Arthur White-Crummey · CBC News · Posted: Aug 18, 2023

Microsoft has removed an article that advised tourists to visit the "beautiful" Ottawa Food Bank on an empty stomach, after facing ridicule about the company's reliance on artificial intelligence for news.

Published last week and titled "Headed to Ottawa? Here's what you shouldn't miss!" the article listed 15 must-see attractions for visitors to the capital.

The list was rife with errors. It featured a photo of the Rideau River in an entry about the Rideau Canal, and a photo of the Rideau Canal in an entry about Parc Omega near Montebello, Que. It advised tourists to enjoy the pristine grass of "Parliament Hills."

But the Ottawa Food Bank entry earned the most mockery in technology publications and on social media. The article called the food bank one of Ottawa's "beautiful attractions," before putting it third on the list.

Most of the entry simply describes what the food bank does, but it closes with a bizarre recommendation:

"Life is already difficult enough. Consider going into it on an empty stomach."

That appears to be an out-of-context rewrite of a paragraph on the food bank's website. "Life is challenging enough," it says. "Imagine facing it on an empty stomach."

The article carried the byline "Microsoft Travel." There is nothing on the page that identifies it as the product of AI, though Microsoft has increasingly cut humans out of its news operations. The company did not immediately respond to a request for comment on how the article was generated.

Microsoft laid off dozens of journalists in 2020 in a move to rely on artificial intelligence, according to multiple news reports at the time. Those journalists were responsible for selecting content for Microsoft platforms, including MSN and the Edge browser.

The strangeness of the Ottawa travel article was first highlighted by an X user called Paris Marx, who posted that "Microsoft is really hitting it out of the park with its AI-generated travel stories!"

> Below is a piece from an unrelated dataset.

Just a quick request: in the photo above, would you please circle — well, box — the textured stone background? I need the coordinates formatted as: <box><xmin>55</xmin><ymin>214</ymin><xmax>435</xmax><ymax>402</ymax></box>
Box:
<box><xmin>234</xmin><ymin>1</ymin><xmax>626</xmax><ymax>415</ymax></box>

That was followed by an article in the Verge, a website focused on technology and science news. The Microsoft Travel article was soon removed, though it remains accessible on an internet archive.

Beyond the geographic errors and the inexplicable recommendation to fast before enjoying the food bank, the article exhibited an unusual writing style. It advised tourists that Winterlude offers them the chance to experience "North America's largest snow," while calling the Rideau Canal "naturallyfrozen."

The article also offered the following insight:

"The Canadian Parliament Buildings are the buildings that house the Parliament of Canada."